The Films of Baz Luhrmann
Romeo + Juliet
Moulin Rouge! (February 12/18)
An often interminable musical, Moulin Rouge! details the forbidden romance that ensues between a beautiful courtesan (Nicole Kidman's Satine) and a poor writer (Ewan McGregor's Christian) - with the narrative following the pair as they attempt to stage an elaborate play while also keeping their relationship secret from a jealous duke (Richard Roxburgh). It's clear right from the get-go that Moulin Rouge! has been infused with a decidedly love-it-or-hate-it sensibility, as director Baz Luhrmann delivers an excessively frenetic narrative that's rife with unpleasantly over-the-top elements (eg garish visuals, disorienting editing, etc) - with the movie's pervasively arms-length atmosphere perpetuated by an assortment of uniformly unmemorable songs. (It doesn't help, either, that there's a palpable dearth of chemistry between stars Kidman and McGregor.) The storyline, credited to scripters Luhrmann and Craig Pearce, suffers from an almost total lack of momentum that ultimately proves disastrous, as there's never a point at which the overstuffed plot appears to be building towards something significant or interesting (and indeed, the climax is a total wash). There are, at least, a handful of marginally compelling interludes that prevent the movie from entering all-out disaster territory, with an early sequence detailing Satine's efforts at hiding Christian from Roxburgh's oblivious figure containing a coherent exuberance that's otherwise absent from the proceedings. The end result is a terminally overblown (and ineffective) endeavor that rarely works on the most basic of levels, and it's ultimately impossible not to wonder how the movie's become a minor classic in the years since its 2001 release.
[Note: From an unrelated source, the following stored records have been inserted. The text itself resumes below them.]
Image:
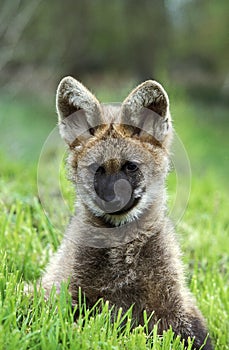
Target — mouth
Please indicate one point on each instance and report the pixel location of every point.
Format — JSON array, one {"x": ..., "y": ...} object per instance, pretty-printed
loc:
[{"x": 128, "y": 207}]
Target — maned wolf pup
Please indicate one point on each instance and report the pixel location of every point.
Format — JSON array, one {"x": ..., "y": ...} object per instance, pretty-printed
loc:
[{"x": 120, "y": 245}]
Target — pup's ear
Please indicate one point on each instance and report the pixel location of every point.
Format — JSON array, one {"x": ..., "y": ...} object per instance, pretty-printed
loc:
[
  {"x": 146, "y": 111},
  {"x": 79, "y": 112}
]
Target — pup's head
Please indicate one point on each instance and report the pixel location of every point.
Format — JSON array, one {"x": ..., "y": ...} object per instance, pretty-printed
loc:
[{"x": 119, "y": 152}]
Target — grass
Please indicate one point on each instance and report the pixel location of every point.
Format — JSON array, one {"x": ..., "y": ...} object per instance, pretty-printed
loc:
[{"x": 27, "y": 237}]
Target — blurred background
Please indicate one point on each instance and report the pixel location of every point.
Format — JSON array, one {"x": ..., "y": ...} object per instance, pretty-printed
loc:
[{"x": 111, "y": 46}]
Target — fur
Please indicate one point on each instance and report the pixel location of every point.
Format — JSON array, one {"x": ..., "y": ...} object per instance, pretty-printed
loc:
[{"x": 141, "y": 265}]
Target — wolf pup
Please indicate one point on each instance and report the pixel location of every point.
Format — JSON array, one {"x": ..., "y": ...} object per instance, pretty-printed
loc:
[{"x": 120, "y": 245}]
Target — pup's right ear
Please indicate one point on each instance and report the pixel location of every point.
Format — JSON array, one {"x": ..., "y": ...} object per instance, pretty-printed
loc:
[{"x": 79, "y": 112}]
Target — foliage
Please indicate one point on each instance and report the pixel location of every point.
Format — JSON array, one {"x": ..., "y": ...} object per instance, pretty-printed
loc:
[{"x": 27, "y": 240}]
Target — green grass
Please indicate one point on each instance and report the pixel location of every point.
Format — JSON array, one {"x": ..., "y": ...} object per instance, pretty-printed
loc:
[{"x": 27, "y": 238}]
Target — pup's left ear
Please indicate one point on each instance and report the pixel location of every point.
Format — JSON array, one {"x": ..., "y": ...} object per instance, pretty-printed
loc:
[{"x": 146, "y": 112}]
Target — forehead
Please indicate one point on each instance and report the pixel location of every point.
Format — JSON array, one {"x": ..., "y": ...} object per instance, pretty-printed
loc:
[{"x": 111, "y": 113}]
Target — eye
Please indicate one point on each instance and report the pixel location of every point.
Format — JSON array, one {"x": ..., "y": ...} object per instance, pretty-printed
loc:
[{"x": 130, "y": 167}]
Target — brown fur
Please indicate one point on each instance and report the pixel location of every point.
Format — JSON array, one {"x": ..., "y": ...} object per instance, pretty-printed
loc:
[{"x": 146, "y": 270}]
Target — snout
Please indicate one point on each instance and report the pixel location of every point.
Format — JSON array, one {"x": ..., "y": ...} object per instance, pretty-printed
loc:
[{"x": 114, "y": 191}]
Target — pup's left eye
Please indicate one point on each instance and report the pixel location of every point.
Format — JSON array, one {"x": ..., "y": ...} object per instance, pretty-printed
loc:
[{"x": 130, "y": 167}]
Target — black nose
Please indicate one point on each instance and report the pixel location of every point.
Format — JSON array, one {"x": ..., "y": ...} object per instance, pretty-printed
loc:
[
  {"x": 104, "y": 183},
  {"x": 114, "y": 191}
]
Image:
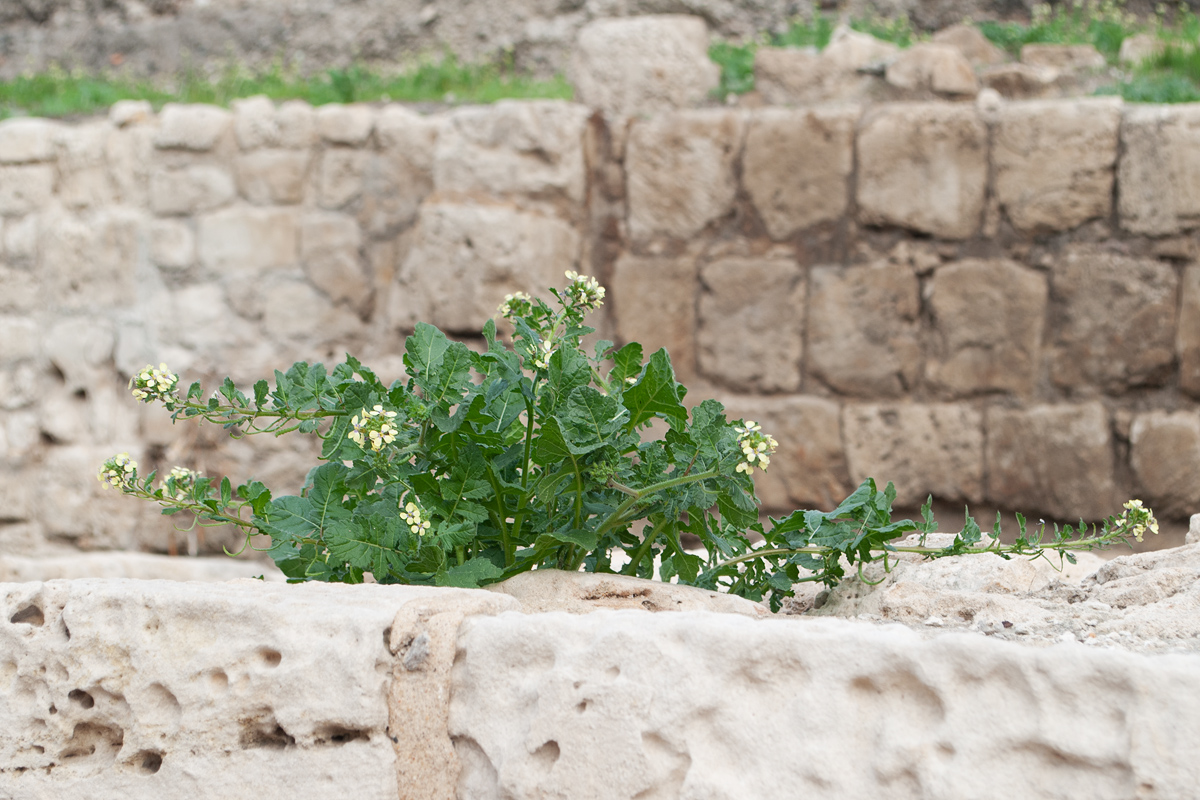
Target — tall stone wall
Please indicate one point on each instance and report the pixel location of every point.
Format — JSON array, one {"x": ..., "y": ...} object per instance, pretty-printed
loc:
[{"x": 993, "y": 305}]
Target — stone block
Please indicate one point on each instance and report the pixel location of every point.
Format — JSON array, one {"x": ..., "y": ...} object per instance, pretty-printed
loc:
[
  {"x": 349, "y": 125},
  {"x": 273, "y": 176},
  {"x": 514, "y": 148},
  {"x": 1164, "y": 452},
  {"x": 191, "y": 127},
  {"x": 25, "y": 187},
  {"x": 465, "y": 258},
  {"x": 797, "y": 166},
  {"x": 653, "y": 301},
  {"x": 679, "y": 169},
  {"x": 1113, "y": 324},
  {"x": 642, "y": 65},
  {"x": 1158, "y": 176},
  {"x": 988, "y": 319},
  {"x": 863, "y": 329},
  {"x": 191, "y": 190},
  {"x": 750, "y": 334},
  {"x": 1051, "y": 459},
  {"x": 247, "y": 239},
  {"x": 809, "y": 468},
  {"x": 923, "y": 166},
  {"x": 1054, "y": 162}
]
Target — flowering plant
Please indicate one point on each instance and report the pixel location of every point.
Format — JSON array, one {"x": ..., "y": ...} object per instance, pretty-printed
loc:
[{"x": 533, "y": 455}]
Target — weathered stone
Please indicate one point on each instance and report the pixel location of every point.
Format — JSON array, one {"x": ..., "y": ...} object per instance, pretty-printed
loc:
[
  {"x": 654, "y": 302},
  {"x": 349, "y": 125},
  {"x": 867, "y": 354},
  {"x": 924, "y": 450},
  {"x": 466, "y": 258},
  {"x": 246, "y": 239},
  {"x": 514, "y": 148},
  {"x": 191, "y": 190},
  {"x": 1165, "y": 457},
  {"x": 988, "y": 317},
  {"x": 1053, "y": 459},
  {"x": 1158, "y": 178},
  {"x": 797, "y": 166},
  {"x": 643, "y": 65},
  {"x": 270, "y": 176},
  {"x": 933, "y": 67},
  {"x": 191, "y": 127},
  {"x": 809, "y": 468},
  {"x": 923, "y": 166},
  {"x": 750, "y": 332},
  {"x": 1054, "y": 162},
  {"x": 681, "y": 172},
  {"x": 1114, "y": 322}
]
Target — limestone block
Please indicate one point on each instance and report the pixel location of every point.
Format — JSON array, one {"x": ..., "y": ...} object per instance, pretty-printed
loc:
[
  {"x": 1053, "y": 459},
  {"x": 191, "y": 190},
  {"x": 329, "y": 253},
  {"x": 988, "y": 318},
  {"x": 191, "y": 127},
  {"x": 679, "y": 170},
  {"x": 654, "y": 302},
  {"x": 933, "y": 67},
  {"x": 466, "y": 258},
  {"x": 797, "y": 166},
  {"x": 871, "y": 354},
  {"x": 1055, "y": 161},
  {"x": 348, "y": 125},
  {"x": 809, "y": 468},
  {"x": 273, "y": 176},
  {"x": 1158, "y": 178},
  {"x": 525, "y": 148},
  {"x": 340, "y": 176},
  {"x": 25, "y": 140},
  {"x": 25, "y": 187},
  {"x": 923, "y": 166},
  {"x": 247, "y": 239},
  {"x": 1165, "y": 458},
  {"x": 1114, "y": 325},
  {"x": 750, "y": 330},
  {"x": 642, "y": 65}
]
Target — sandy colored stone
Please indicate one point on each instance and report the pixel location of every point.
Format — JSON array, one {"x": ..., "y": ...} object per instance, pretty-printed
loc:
[
  {"x": 1054, "y": 459},
  {"x": 1114, "y": 320},
  {"x": 988, "y": 318},
  {"x": 923, "y": 166},
  {"x": 642, "y": 65},
  {"x": 874, "y": 354},
  {"x": 797, "y": 164},
  {"x": 679, "y": 169},
  {"x": 750, "y": 328}
]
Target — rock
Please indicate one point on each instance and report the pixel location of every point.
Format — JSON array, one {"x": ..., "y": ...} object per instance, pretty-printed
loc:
[
  {"x": 876, "y": 354},
  {"x": 642, "y": 65},
  {"x": 989, "y": 318},
  {"x": 1115, "y": 319},
  {"x": 679, "y": 172},
  {"x": 1054, "y": 162},
  {"x": 923, "y": 166},
  {"x": 797, "y": 164},
  {"x": 1053, "y": 459}
]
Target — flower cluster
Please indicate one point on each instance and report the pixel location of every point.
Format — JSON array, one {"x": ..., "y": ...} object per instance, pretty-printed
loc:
[
  {"x": 373, "y": 428},
  {"x": 119, "y": 471},
  {"x": 154, "y": 383},
  {"x": 1138, "y": 519},
  {"x": 756, "y": 446},
  {"x": 585, "y": 292},
  {"x": 414, "y": 518}
]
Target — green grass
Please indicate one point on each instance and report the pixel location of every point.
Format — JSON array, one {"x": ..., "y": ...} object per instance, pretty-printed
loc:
[{"x": 63, "y": 94}]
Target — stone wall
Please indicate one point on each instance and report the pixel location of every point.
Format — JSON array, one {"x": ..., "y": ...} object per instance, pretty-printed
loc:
[{"x": 993, "y": 304}]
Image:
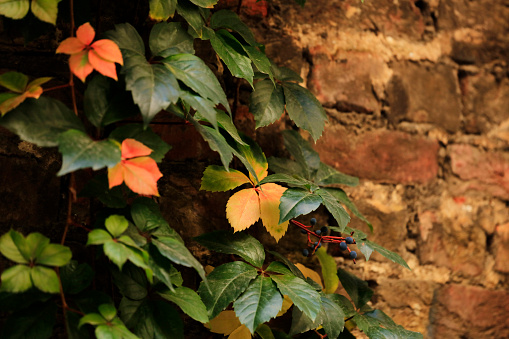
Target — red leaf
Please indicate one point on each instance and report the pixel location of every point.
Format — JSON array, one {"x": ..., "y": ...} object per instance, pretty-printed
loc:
[
  {"x": 132, "y": 148},
  {"x": 85, "y": 33},
  {"x": 141, "y": 175},
  {"x": 80, "y": 66},
  {"x": 71, "y": 46},
  {"x": 108, "y": 50},
  {"x": 104, "y": 67}
]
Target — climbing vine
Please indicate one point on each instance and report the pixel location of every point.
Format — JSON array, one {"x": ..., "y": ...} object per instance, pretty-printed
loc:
[{"x": 125, "y": 77}]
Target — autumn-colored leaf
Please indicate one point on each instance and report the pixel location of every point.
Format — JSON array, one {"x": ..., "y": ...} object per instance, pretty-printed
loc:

The Great Gatsby (June 21/13)
Based on F. Scott Fitzgerald's tedious novel, The Great Gatsby follows Tobey Maguire's Nick Carraway as he befriends an enigmatic millionaire named Jay Gatsby (Leonardo DiCaprio) and subsequently finds himself drawn into a world of lavish parties and privileged opulence. Filmmaker Baz Luhrmann does a spectacular job of alienating the viewer right from the word go, as The Great Gatsby has been infused with a pervasively artificial feel that's reflected in its various attributes - with the shot-on-the-cheap visuals, laughably fake-looking sets, and overuse of computer-generated effects perpetuating the movie's low-rent, bottom-of-the-barrel status. It does, as a result, go without saying that one's efforts at embracing the thin storyline and uniformly uninteresting characters fall flat on a continuous basis, while the incredible lack of momentum ensures that the movie's 142 minute (!) running time often feels much, much longer. And although the performances are admittedly far better than the film deserves - DiCaprio's charming work is matched by a stellar supporting cast that includes Joel Edgerton, Carey Mulligan, and Jason Clarke - The Great Gatsby's distressingly irrelevant atmosphere ensures that its few positive elements are rendered moot and canceled out from start to finish. The end result is as disastrous and pointless an adaptation as one can easily recall, and it's ultimately impossible not to wonder just what Luhrmann originally set out to accomplish with this bloated trainwreck of a movie.